Add the URL to your Loki instance here. Grafana knows the usual path, you just need either IP:Port or your vhost if you setup a reverse proxy. Also, check basic auth if you set that up.
Let's look at some logs!
Go to the Explore pane in Grafana and select your Loki data source. A quick tap on the query builder and we can say which host we want, which nginx log we want, and to pass it to the json parser so all the keys map to labels.
Check that out! I just stood this server up an hour ago and someone's already trying to exploit it! Awesome!
Feel free to play with the query builder as your log volume at this stage is so small you're not likely to break it. The official LogQL documentation from Grafana is fantastic and a short read, especially if you've used Prometheus before. Since we're able to use the json parser here, you'll find querying data to be much easier.

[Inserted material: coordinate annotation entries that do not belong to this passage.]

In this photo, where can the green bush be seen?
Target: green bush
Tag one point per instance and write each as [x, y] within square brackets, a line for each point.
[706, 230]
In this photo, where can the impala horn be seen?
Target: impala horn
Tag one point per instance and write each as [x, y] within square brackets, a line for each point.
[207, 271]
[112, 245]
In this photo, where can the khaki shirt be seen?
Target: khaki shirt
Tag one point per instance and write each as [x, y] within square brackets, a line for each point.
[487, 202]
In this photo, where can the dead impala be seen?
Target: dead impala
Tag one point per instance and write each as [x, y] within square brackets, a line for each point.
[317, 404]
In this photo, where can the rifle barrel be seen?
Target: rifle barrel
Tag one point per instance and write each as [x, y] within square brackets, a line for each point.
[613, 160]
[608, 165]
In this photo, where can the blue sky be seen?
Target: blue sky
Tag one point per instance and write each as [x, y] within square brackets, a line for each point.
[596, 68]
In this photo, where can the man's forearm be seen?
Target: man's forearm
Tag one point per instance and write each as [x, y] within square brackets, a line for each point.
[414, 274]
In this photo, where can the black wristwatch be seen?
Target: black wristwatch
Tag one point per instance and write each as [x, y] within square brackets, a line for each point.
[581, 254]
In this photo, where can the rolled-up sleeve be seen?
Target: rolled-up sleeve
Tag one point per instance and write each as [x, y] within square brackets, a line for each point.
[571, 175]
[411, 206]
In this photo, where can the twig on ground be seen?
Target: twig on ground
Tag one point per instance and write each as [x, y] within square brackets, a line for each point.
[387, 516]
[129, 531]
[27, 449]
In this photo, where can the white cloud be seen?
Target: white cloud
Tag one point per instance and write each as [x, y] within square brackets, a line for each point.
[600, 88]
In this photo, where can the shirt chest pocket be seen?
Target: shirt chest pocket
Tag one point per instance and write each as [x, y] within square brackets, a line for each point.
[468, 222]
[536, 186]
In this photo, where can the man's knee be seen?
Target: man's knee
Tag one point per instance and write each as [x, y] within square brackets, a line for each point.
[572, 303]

If you're looking at the heading graphic wondering how logs turned into metrics, you can actually query Loki for that kind of data like you would Prometheus. That panel is from my actual webserver dashboard, the query is:
sum by (status) (count_over_time({hostname="retiredwebserver.blakehartshorn.com", filename=~"/var/log/nginx/.*.access.log"} | json | __error__!="JSONParserErr" | status =~ "4.*" [5m]))
Conclusion
I know I kind of threw you into the deep end here. If you didn't already have a test environment, hopefully the provided links got you going. If you start loving Loki, consider sprawling it out into a Kubernetes cluster at work and quickly query data going across your entire fleet. As it is, for a home server or a personal website, the single binary method should work nicely.